Budget 101: the Indian rope trick
The exercise to make the budget is a long-drawn one that deftly juggles political interests, conflicting demands, logistical pressures and the need for utmost secrecy over the country’s annual financial event.business Updated: Feb 21, 2010 12:50 IST
The exercise to make the budget is a long-drawn one that deftly juggles political interests, conflicting demands, logistical pressures and the need for utmost secrecy over the country’s annual financial event.
THE FIRST MOVE
September: The process begins with a 109-page circular to all ministries, departments, and autonomous bodies. They reply with details of funds they need the following fiscal year—be it for special projects to routine expenses. These are distilled to form the contours of the budget.
EAR TO THE GROUND
November: Finance Ministry officials begin consultations with stakeholders—industry associations, chambers of commerce, farmer groups and trade unions—at North Block on the Raisina Hill. The groups plead for tax breaks and fiscal incentives.
January: Focus shifts to the big picture. Final meetings are held with stakeholders, this time chaired by the finance minister himself. Plans are fine-tuned to the ruling party’s political leanings and its allies’ wishes.

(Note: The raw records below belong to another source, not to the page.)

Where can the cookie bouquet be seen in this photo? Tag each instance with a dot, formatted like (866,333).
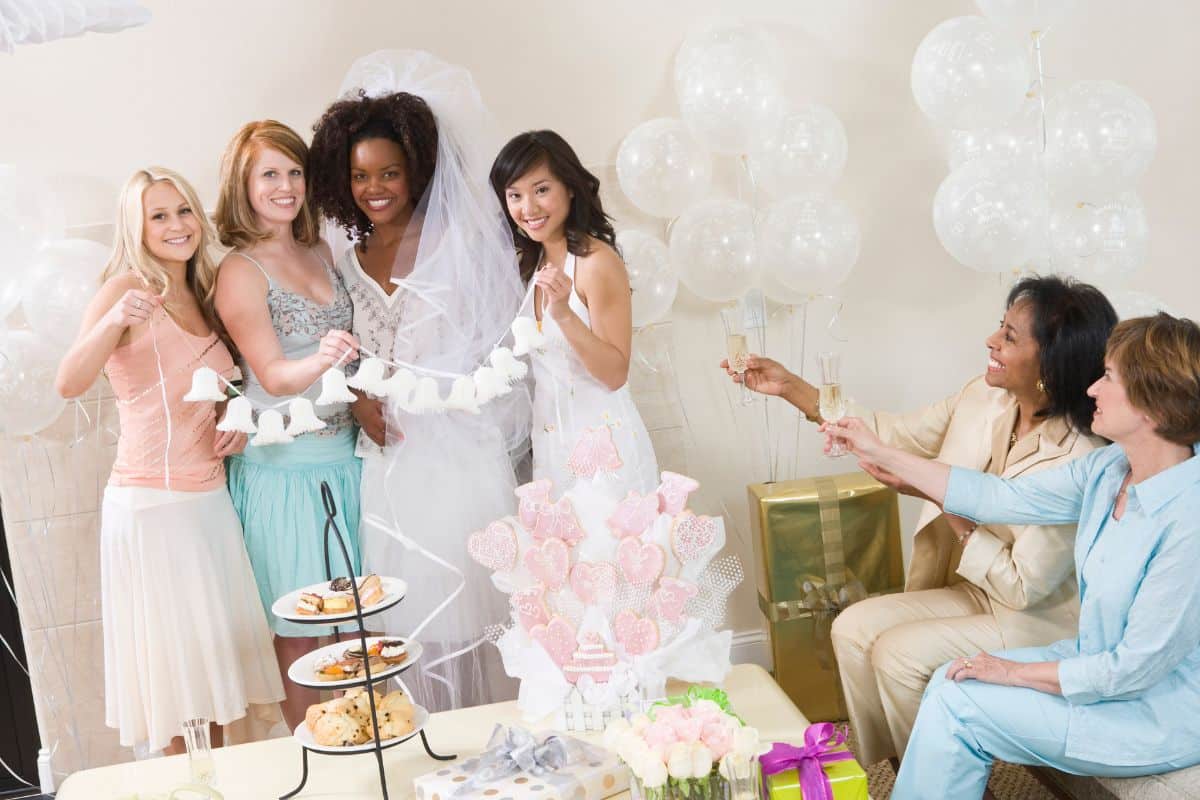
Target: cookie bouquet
(611,593)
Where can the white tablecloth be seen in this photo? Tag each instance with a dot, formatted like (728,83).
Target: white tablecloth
(264,770)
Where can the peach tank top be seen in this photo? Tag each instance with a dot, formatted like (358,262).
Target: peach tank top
(143,456)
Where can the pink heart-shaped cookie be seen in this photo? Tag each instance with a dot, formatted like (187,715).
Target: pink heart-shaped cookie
(640,561)
(673,492)
(691,536)
(671,596)
(549,563)
(558,639)
(495,547)
(636,633)
(532,497)
(634,515)
(558,521)
(529,606)
(594,582)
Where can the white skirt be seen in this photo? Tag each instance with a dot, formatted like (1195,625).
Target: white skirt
(185,632)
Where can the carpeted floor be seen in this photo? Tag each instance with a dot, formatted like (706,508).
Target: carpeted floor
(1008,781)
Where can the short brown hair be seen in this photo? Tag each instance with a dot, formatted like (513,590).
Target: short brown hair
(1158,359)
(235,217)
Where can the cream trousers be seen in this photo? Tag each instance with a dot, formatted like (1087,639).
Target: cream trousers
(889,647)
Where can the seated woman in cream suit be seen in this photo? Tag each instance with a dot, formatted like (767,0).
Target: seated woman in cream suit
(973,588)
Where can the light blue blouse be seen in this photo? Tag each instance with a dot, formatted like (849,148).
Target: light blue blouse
(1132,677)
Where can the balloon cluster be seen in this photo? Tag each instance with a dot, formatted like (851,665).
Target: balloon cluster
(51,281)
(729,88)
(1037,181)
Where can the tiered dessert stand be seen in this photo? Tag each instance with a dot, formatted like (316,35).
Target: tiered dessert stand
(303,671)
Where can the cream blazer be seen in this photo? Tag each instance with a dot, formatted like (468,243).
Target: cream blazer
(1025,571)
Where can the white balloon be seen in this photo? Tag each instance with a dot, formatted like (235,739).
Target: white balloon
(651,278)
(1099,137)
(809,244)
(1131,302)
(64,278)
(713,250)
(990,215)
(661,167)
(1026,17)
(727,83)
(28,401)
(1096,241)
(1018,140)
(30,216)
(804,151)
(970,73)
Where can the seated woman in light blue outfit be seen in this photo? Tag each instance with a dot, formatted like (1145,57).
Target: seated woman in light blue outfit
(288,312)
(1123,697)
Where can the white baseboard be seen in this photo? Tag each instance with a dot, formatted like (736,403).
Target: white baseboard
(751,647)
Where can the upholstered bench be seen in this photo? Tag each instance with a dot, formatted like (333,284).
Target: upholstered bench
(1181,785)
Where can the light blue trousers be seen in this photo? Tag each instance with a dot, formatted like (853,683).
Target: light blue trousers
(961,728)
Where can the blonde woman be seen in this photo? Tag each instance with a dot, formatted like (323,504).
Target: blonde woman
(185,635)
(288,313)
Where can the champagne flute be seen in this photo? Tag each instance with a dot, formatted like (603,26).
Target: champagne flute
(737,347)
(199,751)
(833,402)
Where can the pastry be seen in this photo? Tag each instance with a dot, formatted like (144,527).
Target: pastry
(310,603)
(393,651)
(337,731)
(371,590)
(337,603)
(397,705)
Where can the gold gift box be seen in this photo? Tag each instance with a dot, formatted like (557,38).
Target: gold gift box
(819,545)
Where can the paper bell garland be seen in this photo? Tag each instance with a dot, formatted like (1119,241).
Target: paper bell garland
(238,416)
(333,389)
(304,417)
(369,378)
(270,429)
(526,336)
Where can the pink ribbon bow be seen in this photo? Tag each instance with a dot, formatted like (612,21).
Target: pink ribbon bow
(809,761)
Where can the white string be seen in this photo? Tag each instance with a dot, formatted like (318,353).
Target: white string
(166,405)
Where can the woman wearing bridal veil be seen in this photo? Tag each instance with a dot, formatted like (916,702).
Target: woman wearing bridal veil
(429,259)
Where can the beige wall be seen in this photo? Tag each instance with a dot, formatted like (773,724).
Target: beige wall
(172,92)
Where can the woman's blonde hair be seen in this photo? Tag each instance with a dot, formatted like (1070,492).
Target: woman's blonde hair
(237,221)
(130,253)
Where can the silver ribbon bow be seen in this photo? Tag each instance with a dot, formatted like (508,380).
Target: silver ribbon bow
(511,751)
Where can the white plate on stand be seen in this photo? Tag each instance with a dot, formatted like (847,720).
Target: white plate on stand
(286,607)
(303,671)
(420,719)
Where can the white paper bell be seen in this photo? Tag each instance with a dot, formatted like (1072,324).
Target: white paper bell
(303,417)
(526,336)
(462,396)
(507,365)
(270,429)
(490,384)
(369,378)
(204,388)
(333,389)
(426,397)
(239,416)
(400,386)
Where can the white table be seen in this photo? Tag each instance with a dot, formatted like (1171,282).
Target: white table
(264,770)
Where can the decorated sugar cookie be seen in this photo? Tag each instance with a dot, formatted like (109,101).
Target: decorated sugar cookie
(691,536)
(495,547)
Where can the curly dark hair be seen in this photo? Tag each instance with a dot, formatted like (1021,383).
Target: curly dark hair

QUARANTINE IN VALENTINE’S MONTH
February: Spring flowers bloom outside, but top officials of the Finance Ministry, experts, printing technicians and stenographers are quarantined at the North Block. For seven days, they are totally cut off from the outside world, including their families. Only the Finance Minister can visit them.
COUNTDOWN WITH BIG BROTHER
A team of the Intelligence Bureau officials, headed by a Joint Secretary, monitor people’s movements and phone calls, including of the five selected stenographers. The computers of these stenos are delinked from the National Informatics Centre (NIC) server to rule out the possibility of cyber-theft.
A powerful mobile phone jammer is installed inside North Block to block calls and prevent leakage of information.
THE SPRINT TO PRINT
The Finance Minister’s budget speech is the most closely guarded document. It is usually handed over to printers at midnight two days before the Budget is to be announced. This year that would mean the speech would probably be printed on Wednesday night.
Initially, Budget papers were printed at Rashtrapati Bhawan. But in 1950, the Budget was leaked and the printing venue shifted to a press at Minto Road. Since 1980, the Budget has been printed in the basement of North Block.